You’d search for “2011”, and a document would be returned with nothing highlighted, because the “2011” isn’t in the document, but in the metadata.
In short, I’d like this option so I could focus a search, just as I could focus a search on “Tags” or “From”.

OK, thanks. For this sort of thing, it seems to me that it would be better to be able to do an exact search, rather than play around with the definition of words for index searches.

Yes.

If you search for “210.53” including the quotation marks, it will search for the word “210” immediately followed by the word “53”. This would find “210.53” but not “53 Main Street Apt 210” or “210 Main Street Apt 53”.

Thanks for explaining.

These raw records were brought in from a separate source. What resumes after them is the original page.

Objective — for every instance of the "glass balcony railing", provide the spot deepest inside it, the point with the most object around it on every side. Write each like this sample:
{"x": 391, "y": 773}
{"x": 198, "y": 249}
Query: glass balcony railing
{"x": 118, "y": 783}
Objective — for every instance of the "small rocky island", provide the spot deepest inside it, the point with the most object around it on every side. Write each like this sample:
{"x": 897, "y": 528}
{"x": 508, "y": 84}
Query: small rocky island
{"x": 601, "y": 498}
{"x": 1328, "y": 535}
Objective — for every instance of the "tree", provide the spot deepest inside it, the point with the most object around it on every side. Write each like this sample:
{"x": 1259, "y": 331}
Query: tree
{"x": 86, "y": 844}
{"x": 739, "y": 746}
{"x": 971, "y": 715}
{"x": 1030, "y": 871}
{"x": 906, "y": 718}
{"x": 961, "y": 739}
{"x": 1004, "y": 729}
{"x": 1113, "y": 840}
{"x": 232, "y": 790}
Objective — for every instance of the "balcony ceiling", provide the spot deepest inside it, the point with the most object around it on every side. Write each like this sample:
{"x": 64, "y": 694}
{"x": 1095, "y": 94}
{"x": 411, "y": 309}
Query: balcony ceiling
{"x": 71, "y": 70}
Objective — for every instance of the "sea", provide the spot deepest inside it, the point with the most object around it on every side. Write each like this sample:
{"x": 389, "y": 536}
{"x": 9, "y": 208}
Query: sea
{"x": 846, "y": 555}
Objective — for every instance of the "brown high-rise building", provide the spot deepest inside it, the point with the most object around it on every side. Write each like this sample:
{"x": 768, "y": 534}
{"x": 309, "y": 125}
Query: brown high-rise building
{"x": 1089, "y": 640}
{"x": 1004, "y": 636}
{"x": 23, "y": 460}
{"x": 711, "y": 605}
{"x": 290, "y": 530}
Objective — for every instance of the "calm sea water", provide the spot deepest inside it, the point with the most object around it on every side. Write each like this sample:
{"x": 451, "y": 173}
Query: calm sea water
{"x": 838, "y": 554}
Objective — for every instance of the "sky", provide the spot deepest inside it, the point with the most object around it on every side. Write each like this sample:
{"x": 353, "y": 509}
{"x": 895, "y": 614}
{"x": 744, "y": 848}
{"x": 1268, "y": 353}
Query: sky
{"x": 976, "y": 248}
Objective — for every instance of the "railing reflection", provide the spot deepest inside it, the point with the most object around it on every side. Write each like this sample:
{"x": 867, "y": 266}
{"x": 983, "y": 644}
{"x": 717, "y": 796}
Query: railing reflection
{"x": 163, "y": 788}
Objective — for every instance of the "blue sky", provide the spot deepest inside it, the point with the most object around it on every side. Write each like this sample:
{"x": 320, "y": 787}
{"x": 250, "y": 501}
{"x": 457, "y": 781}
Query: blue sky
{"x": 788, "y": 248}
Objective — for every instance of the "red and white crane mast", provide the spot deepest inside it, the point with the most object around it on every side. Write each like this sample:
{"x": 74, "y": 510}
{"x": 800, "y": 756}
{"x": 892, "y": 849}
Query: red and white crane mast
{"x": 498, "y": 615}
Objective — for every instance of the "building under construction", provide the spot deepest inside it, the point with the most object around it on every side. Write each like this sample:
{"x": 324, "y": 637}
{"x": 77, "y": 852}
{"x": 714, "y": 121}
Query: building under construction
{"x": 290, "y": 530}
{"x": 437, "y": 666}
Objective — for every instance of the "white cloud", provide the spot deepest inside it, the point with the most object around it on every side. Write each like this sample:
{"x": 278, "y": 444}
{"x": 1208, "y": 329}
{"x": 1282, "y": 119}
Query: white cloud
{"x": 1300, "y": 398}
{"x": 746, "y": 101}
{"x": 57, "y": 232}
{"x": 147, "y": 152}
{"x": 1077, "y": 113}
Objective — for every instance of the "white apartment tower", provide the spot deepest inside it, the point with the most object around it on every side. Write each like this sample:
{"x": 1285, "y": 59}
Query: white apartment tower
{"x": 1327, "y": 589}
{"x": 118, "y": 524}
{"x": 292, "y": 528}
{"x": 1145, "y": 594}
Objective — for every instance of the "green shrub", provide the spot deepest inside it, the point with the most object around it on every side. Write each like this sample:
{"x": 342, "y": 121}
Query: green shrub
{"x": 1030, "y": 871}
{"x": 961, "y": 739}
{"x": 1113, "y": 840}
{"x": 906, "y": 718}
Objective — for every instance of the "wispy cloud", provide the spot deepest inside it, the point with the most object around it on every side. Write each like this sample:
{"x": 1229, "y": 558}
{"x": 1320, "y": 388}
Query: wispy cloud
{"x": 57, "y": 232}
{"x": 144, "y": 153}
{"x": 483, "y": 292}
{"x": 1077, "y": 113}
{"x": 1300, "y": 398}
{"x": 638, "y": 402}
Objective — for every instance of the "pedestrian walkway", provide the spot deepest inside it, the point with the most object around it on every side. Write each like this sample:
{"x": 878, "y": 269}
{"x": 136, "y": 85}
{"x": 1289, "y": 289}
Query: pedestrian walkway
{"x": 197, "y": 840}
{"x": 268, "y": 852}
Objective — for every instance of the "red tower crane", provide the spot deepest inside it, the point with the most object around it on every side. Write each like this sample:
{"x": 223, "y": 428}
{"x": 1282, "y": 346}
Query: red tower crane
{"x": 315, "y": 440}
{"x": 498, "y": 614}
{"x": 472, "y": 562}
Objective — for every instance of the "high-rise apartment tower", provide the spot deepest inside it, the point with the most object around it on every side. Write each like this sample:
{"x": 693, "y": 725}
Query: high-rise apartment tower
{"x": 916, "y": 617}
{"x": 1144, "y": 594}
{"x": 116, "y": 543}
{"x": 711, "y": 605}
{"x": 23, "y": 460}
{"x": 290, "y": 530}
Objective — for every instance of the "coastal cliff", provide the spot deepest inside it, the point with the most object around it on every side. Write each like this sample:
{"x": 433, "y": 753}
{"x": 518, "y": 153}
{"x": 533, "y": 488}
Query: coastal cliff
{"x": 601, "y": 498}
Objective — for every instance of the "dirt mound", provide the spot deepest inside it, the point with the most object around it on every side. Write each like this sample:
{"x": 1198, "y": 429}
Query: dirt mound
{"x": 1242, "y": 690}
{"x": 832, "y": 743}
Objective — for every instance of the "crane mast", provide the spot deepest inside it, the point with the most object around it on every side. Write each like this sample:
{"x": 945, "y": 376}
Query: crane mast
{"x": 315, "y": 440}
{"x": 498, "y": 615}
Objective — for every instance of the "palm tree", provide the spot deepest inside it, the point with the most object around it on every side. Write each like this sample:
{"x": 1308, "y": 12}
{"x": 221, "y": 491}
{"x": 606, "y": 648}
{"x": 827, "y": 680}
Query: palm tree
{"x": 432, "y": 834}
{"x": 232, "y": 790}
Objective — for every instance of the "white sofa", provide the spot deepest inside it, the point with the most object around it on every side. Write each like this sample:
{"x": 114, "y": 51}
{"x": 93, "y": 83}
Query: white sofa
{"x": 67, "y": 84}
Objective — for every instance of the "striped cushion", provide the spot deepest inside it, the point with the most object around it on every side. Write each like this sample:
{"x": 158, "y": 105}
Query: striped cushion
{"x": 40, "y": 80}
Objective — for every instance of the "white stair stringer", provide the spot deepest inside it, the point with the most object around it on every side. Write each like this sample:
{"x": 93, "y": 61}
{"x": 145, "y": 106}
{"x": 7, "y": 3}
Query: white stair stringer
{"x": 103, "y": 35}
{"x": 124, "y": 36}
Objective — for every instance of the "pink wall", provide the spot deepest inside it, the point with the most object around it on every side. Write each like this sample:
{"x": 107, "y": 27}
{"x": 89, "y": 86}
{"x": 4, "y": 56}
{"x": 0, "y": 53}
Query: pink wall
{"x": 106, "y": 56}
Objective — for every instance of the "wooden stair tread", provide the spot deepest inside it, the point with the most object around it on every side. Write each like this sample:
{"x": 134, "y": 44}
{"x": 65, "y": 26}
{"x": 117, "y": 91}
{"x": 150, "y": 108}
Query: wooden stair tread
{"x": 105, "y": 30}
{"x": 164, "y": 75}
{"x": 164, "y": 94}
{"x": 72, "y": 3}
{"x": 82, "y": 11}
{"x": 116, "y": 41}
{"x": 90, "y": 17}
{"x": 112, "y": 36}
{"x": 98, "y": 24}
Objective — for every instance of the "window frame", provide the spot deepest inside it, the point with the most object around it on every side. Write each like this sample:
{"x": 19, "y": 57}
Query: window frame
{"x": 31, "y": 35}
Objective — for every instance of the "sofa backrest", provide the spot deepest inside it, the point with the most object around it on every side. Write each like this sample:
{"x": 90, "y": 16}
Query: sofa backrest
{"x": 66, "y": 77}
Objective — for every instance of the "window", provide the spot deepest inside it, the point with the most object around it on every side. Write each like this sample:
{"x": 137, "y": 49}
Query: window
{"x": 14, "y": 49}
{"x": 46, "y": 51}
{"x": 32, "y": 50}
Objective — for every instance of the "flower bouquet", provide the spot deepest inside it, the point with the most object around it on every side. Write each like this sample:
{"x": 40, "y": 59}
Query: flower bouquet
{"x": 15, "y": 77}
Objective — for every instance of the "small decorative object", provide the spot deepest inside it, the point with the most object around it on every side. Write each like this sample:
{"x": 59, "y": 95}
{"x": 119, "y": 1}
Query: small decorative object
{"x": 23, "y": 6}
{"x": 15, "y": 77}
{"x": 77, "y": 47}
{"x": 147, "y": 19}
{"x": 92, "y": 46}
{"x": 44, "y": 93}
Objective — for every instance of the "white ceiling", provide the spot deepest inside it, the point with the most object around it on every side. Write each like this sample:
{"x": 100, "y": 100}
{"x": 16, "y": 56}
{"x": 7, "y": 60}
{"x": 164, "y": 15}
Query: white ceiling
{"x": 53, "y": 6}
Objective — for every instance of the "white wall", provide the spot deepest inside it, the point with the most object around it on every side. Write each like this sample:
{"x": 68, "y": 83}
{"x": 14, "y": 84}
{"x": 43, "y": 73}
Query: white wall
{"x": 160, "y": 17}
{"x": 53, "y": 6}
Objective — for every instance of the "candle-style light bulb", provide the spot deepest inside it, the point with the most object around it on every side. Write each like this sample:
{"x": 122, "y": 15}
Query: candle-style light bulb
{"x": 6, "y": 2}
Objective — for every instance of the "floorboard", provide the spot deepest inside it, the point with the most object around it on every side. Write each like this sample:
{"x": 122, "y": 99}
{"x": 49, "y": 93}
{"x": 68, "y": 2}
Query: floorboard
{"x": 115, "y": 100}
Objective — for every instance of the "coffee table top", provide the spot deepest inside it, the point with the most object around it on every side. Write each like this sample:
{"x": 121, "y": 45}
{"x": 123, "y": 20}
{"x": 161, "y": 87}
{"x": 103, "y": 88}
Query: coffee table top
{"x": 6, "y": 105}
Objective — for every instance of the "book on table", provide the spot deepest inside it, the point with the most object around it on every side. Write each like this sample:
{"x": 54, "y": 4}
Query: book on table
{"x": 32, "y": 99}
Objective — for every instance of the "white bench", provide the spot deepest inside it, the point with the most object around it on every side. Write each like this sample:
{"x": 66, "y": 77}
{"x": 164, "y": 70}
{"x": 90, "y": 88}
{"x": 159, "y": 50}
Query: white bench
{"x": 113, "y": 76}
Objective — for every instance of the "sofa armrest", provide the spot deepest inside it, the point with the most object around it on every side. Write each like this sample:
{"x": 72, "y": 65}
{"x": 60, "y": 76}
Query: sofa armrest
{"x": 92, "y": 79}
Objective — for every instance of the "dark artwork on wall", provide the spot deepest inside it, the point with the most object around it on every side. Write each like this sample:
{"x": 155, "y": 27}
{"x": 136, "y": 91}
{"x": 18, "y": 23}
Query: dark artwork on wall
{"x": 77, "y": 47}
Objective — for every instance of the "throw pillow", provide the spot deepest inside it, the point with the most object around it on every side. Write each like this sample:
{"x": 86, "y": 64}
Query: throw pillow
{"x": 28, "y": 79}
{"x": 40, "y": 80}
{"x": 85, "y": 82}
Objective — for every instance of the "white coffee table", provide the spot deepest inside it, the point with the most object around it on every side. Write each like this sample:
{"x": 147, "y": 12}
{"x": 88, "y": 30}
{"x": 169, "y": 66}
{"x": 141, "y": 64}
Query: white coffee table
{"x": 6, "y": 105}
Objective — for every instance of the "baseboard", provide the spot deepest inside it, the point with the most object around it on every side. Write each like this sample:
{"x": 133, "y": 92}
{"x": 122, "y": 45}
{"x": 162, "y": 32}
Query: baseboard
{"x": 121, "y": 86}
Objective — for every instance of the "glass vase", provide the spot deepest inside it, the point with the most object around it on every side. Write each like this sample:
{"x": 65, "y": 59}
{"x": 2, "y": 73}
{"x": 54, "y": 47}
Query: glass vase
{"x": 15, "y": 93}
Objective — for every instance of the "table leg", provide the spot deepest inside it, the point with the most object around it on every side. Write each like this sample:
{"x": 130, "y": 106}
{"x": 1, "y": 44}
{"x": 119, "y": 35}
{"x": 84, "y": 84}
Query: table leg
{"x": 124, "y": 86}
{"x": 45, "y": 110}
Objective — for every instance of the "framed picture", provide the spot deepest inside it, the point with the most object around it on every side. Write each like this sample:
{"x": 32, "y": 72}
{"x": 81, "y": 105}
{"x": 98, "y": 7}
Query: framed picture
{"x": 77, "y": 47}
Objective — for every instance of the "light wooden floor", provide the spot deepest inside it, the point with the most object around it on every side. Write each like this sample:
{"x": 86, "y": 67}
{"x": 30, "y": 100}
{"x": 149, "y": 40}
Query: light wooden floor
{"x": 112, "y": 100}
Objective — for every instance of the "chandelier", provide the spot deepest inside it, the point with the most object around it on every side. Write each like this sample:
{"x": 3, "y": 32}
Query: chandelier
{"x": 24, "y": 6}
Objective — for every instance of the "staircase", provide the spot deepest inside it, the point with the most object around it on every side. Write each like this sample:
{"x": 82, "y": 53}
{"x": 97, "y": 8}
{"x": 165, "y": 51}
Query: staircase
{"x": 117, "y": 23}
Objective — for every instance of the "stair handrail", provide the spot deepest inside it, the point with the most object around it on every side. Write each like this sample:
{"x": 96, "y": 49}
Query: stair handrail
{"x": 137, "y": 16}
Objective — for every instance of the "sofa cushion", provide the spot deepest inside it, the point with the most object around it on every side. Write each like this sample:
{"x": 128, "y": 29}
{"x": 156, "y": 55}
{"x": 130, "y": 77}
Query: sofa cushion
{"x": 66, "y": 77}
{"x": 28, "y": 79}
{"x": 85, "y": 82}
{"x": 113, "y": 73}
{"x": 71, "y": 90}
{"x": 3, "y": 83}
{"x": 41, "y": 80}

I will consider whether there’s a good way to do this for a future release.

(searching for a string that includes a punctuation character)

I agree – but you can only perform an exact search on the metadata, not on the document itself, correct?

You can do exact searches of a particular document via the Find panel, but currently (unless you use AppleScript) you can only do exact searches across documents of the metadata.